Evolution of cooperation in a particular case of the infinitely repeated Prisoner's Dilemma with three strategies

TL;DR

This paper rigorously analyzes the evolutionary dynamics of three strategies in the infinitely repeated Prisoner's Dilemma, revealing how varying generosity influences equilibria and system behavior.

Contribution

It provides a mathematically rigorous study of a simplified three-strategy model, confirming experimental results and offering complete control over equilibrium existence for different parameters.

Findings

Equilibria appear or disappear as generosity varies.

Dynamics are fully determined for most parameter values.

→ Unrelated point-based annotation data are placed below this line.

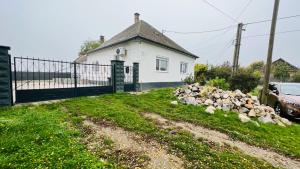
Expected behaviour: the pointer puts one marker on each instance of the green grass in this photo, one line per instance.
(48, 136)
(123, 112)
(42, 137)
(284, 140)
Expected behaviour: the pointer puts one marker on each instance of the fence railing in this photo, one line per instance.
(32, 73)
(128, 74)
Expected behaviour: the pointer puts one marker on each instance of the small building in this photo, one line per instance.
(162, 62)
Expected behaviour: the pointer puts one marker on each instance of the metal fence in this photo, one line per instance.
(32, 73)
(128, 74)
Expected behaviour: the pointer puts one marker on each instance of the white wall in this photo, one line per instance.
(145, 54)
(149, 52)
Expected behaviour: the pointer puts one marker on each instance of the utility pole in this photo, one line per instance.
(236, 55)
(270, 53)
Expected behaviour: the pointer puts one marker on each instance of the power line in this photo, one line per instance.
(219, 10)
(269, 20)
(260, 35)
(244, 9)
(201, 32)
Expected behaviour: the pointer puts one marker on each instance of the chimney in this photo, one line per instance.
(101, 39)
(136, 17)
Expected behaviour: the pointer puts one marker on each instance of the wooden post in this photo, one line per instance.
(270, 53)
(237, 49)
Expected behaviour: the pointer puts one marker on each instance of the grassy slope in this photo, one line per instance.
(284, 140)
(41, 137)
(119, 109)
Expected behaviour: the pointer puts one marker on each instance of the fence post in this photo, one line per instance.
(75, 79)
(136, 76)
(6, 96)
(117, 75)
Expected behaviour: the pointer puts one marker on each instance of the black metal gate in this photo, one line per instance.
(40, 79)
(128, 79)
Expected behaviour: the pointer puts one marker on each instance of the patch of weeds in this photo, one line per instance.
(123, 111)
(41, 137)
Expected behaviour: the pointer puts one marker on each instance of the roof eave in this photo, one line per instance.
(142, 38)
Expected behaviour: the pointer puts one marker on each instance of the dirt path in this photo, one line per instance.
(273, 158)
(123, 140)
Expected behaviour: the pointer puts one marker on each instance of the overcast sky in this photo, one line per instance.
(56, 28)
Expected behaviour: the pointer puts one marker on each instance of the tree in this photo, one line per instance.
(88, 45)
(281, 71)
(256, 66)
(296, 77)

The simplified model aligns with previous experimental findings.

Abstract

We will study a population of individuals playing the infinitely repeated Prisoner's Dilemma under replicator dynamics. The population consists of three kinds of individuals using the following reactive strategies: ALLD (individuals which always defect), ATFT (almost tit-for-tat: individuals which almost always repeat the opponent's last move) and G (generous individuals, which always cooperate when the opponent cooperated in the last move and have a positive probability $q$ of cooperating when they are defected). Our aim is studying in a mathematically rigorous fashion the dynamics of a simplified version for the computer experiment in [Nowak, Sigmund, Nature, 355, pp. 250--53, 1992] involving 100 reactive strategies. We will see that as the generosity degree of the G individuals varies, equilibria (rest points) of the dynamics appear or disappear, and the dynamics changes accordingly. Not only we will prove that the results of the experiment are true in our simplified version, but we will have complete control on the existence or non-existence of the equilbria for the dynamics for all possible values of the parameters, given that ATFT individuals are close enough to TFT. For most values of the parameters the dynamics will be completely determined.